Black Citroën Berline Type 11B from 1953, four cylinders, 1911 cc, 56 HP, 115 km/h

The Citroën Traction Avant is the world’s first unibody front-wheel-drive car. A range of mostly 4-door saloons and executive cars, were made with four or six-cylinder engines, produced by the French manufacturer Citroën from 1934 to 1957. Approximately 760,000 units were produced.

Whilst front-wheel drive and four-wheel independent suspension had been established in the mass market by Auto Union and subsequently others some years before, the Traction Avant pioneered integrating these into a mass-production, crash resistant, unitary, monocoque body. Additionally, the car was also an early adopter of rack and pinion steering.

The original model was a small saloon with a 2,910 mm (115 in) wheelbase, and a 1,303 cc (79.5 cu in) engine: this model was called the 7A. All the models have front suicide doors with rear conventional doors. After just 2 months, with about 7,000 cars produced, the 7A was succeeded in June 1934 by the 7B which used a higher-power engine of 1,529 cc (93.3 cu in) and provided two windscreen wipers in place of the single wiper on the original production cars.
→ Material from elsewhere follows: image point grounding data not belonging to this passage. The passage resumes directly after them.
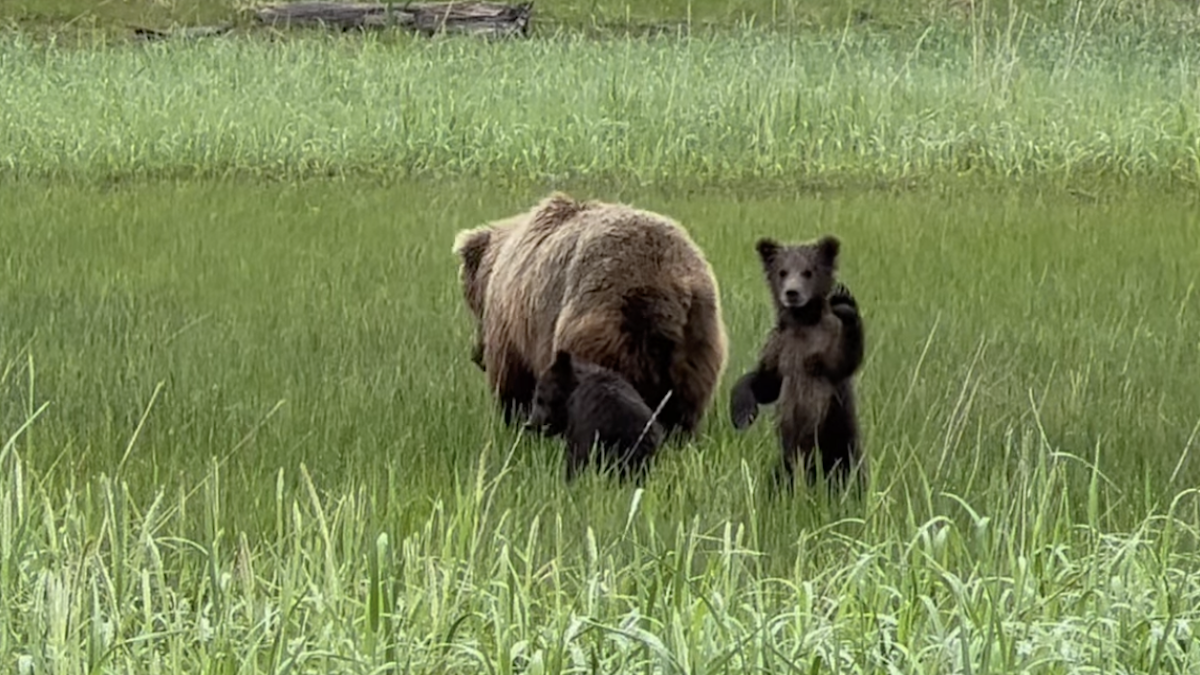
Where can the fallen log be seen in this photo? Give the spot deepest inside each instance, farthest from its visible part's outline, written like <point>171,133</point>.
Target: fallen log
<point>477,18</point>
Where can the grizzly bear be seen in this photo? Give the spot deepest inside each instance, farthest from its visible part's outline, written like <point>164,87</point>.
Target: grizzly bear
<point>808,362</point>
<point>594,407</point>
<point>621,287</point>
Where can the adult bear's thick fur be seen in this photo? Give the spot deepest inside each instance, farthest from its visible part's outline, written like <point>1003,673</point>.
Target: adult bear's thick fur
<point>617,286</point>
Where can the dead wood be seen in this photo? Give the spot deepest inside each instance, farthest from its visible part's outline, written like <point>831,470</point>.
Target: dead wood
<point>478,18</point>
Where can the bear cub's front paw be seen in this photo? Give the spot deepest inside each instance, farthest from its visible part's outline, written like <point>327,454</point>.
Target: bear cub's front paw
<point>743,407</point>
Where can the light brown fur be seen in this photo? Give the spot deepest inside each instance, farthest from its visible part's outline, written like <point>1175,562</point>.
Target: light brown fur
<point>613,285</point>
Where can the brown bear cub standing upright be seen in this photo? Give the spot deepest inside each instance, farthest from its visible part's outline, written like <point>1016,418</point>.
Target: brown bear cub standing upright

Later models were the 11CV (launched in November 1934), which had a 1,911 cc (116.6 cu in) four-cylinder engine, and the 15/6 (launched June 1938), with a 2,867 cc (175.0 cu in) six. The 11 was an 11 CV, but curiously the 15/6 was in the 16 CV tax band. The 11 was built in two versions, the 11BL (“légère”, or “light”), which was the same size as the 7 CV, and the 11B (“Normale”, or “normal”), which had a longer wheelbase and wider track.